Introduction

Qwant uses web crawlers to enhance its index and provide the best possible service. This page gives information about how they work and their behaviour on your websites.

User-agent

While crawling, we announce ourselves with different user-agents depending on the version of our crawler. Something that will always appear in our user-agents that you can use to identify our web crawlers is the name: Qwantbot.

Our user-agents are defined as:

Mozilla/5.0 (compatible; Qwantbot{-news}/X.Y_{worker_id}; +https://help.qwant.com/bot/)
  • ⚠️ Note: String between {} are optional

Here are a few examples of user-agents we might crawl you with:

Mozilla/5.0 (compatible; Qwantbot/1.0_12345; +https://help.qwant.com/bot/)
Mozilla/5.0 (compatible; Qwantbot-news/2.0;  +https://help.qwant.com/bot/)

Robots.txt

The crawler respects the robots rules standard described at https://www.robotstxt.org/orig.html

Verifying Crawler

Reverse & Forward DNS Lookup

To check if a web crawler accessing your server is from Qwant, perform a reverse DNS lookup and verify that it resolves to a name ending with “qwant.com”.

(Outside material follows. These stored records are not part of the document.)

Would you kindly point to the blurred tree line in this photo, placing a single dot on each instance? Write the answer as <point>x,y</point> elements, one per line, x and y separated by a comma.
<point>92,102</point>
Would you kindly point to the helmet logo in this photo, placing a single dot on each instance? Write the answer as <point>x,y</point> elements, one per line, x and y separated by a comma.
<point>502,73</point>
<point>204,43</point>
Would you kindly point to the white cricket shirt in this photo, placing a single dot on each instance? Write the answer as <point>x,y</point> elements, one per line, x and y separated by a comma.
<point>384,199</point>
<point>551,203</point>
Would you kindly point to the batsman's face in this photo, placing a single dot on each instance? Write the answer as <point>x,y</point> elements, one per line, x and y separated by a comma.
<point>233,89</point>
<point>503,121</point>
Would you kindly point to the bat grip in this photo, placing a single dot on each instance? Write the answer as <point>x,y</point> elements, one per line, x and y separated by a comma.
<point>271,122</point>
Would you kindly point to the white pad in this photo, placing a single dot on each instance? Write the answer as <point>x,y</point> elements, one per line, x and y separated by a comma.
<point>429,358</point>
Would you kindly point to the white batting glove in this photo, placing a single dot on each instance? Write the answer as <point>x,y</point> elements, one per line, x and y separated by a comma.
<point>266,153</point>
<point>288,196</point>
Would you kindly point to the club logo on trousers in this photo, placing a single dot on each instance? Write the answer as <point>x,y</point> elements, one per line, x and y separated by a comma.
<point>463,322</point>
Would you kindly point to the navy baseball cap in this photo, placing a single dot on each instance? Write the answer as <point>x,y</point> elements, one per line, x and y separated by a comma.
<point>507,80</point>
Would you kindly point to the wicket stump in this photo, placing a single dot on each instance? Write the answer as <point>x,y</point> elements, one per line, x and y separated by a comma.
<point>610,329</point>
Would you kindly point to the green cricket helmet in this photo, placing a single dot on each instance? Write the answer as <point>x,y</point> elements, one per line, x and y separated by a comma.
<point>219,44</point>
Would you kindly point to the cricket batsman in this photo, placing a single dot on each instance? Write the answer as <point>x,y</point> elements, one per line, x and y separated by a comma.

Optionally you can do a forward DNS lookup using the name in previous step to confirm that it resolves back to the same IP.

For example, on Linux you can use the “host” command:

> host 91.242.162.1 
1.162.242.91.in-addr.arpa domain name pointer qwantbot-1-162-242-91.qwant.com. 
> host qwantbot-1-162-242-91.qwant.com 
qwantbot-1-162-242-91.qwant.com has address 91.242.162.1

Using IP ranges

First method is the preferred one.

Alternatively, you can identify our bots by matching the remote IP address of the HTTP request against this json file: qwantbot.json.

Refresh this list on a daily basis as it can change any time.

Troubles

If something went wrong when we visited your website using our crawlers, we are sincerely sorry for the inconvenience.